LAMDA-NJU / Deep-Forest

An Efficient, Scalable and Optimized Python Framework for Deep Forest (2021.2.1)
https://deep-forest.readthedocs.io
Other
908 stars 158 forks source link

How to plot roc curve ? #112

Closed simonprovost closed 2 years ago

simonprovost commented 2 years ago

Dear Sir or Madam,

I was hoping you might provide us some guidance on how to visualise the roc curve of a pre-trained Deep Forest model.

For instance:

from sklearn import metrics
from deepforest import CascadeForestClassifier

model = CascadeForestClassifier()
model.load(model_path)
metrics.plot_roc_curve(
                model,
                data_to_predict.drop(class_label, axis=1),
                data_to_predict[class_label],
            )

This did not work. Outputting the following:


[2022-07-11 20:23:44.093] Start to evalute the model:
[2022-07-11 20:23:44.096] Evaluating cascade layer = 0 
[2022-07-11 20:23:52.649] Evaluating cascade layer = 1 
Error: while building the roc curve
Traceback (most recent call last):
  File "/confidential.py", line 206, in plot_roc_curve
    metrics.plot_roc_curve(
  File "/python3.8/site-packages/sklearn/utils/deprecation.py", line 88, in wrapped
    return fun(*args, **kwargs)
  File "/python3.8/site-packages/sklearn/metrics/_plot/roc_curve.py", line 451, in plot_roc_curve
    y_pred, pos_label = _get_response(
  File "/python3.8/site-packages/sklearn/metrics/_plot/base.py", line 103, in _get_response
    pos_label = estimator.classes_[class_idx]
AttributeError: 'CascadeForestClassifier' object has no attribute 'classes_'
``
xuyxu commented 2 years ago

Hi, the classes_ attribute is not reserved in deep forest. To solve your problem, one possible solution is to train a random forest classifier on your dataset, and then ingest its classes_ attribute into the deep forest before calling plot_roc_curve, i.e., model.classes_ = rf.classes_.

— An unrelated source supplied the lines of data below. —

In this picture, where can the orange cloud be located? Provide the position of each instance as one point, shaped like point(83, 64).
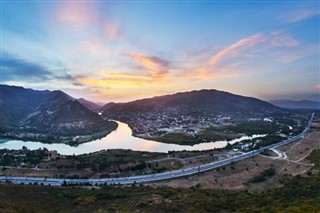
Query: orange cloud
point(124, 76)
point(154, 65)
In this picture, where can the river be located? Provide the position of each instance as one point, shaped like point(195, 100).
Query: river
point(121, 138)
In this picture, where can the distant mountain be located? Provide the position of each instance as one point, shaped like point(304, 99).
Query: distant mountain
point(291, 104)
point(196, 102)
point(44, 115)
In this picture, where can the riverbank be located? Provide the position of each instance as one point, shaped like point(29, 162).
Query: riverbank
point(72, 140)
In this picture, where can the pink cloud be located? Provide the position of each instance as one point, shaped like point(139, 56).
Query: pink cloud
point(77, 13)
point(155, 65)
point(112, 29)
point(240, 46)
point(284, 41)
point(300, 15)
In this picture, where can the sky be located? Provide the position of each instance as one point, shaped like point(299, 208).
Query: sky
point(125, 50)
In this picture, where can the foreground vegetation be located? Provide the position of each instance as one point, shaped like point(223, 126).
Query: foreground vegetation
point(297, 194)
point(300, 194)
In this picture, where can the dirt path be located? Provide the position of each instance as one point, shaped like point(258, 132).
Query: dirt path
point(290, 159)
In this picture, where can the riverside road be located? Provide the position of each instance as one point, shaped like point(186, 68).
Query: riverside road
point(154, 177)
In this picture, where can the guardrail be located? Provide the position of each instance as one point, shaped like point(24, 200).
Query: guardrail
point(152, 177)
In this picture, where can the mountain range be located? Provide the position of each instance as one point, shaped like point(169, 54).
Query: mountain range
point(48, 115)
point(291, 104)
point(196, 102)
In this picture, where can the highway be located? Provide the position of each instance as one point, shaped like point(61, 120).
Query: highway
point(153, 177)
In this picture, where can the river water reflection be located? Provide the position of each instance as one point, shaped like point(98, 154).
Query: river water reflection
point(119, 139)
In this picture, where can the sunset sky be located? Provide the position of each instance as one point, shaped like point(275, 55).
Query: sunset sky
point(124, 50)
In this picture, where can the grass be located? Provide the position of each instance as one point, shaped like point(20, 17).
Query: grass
point(298, 194)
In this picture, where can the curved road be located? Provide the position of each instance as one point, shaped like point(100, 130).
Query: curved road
point(153, 177)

simonprovost commented 2 years ago

Amazing @xuyxu ! Thanks for the advice. It's implement ✅

Nevertheless, may I ask why you have not allocated classes_ for the final model? It is odd that, for instance, the AUROC curve is no longer showable. There might be technical reasons for that.

I am closing the issue anyway 🚀

xuyxu commented 2 years ago

For improving the memory efficiency and inference speed, RandomForestClassifer in deep forest is implemented using arguablely the most compact data structure: four numpy arraies representing splitting feature, threshold, child node index, and prediction from leaf nodes, separately. Therefore, there is no room for another attribute classes_.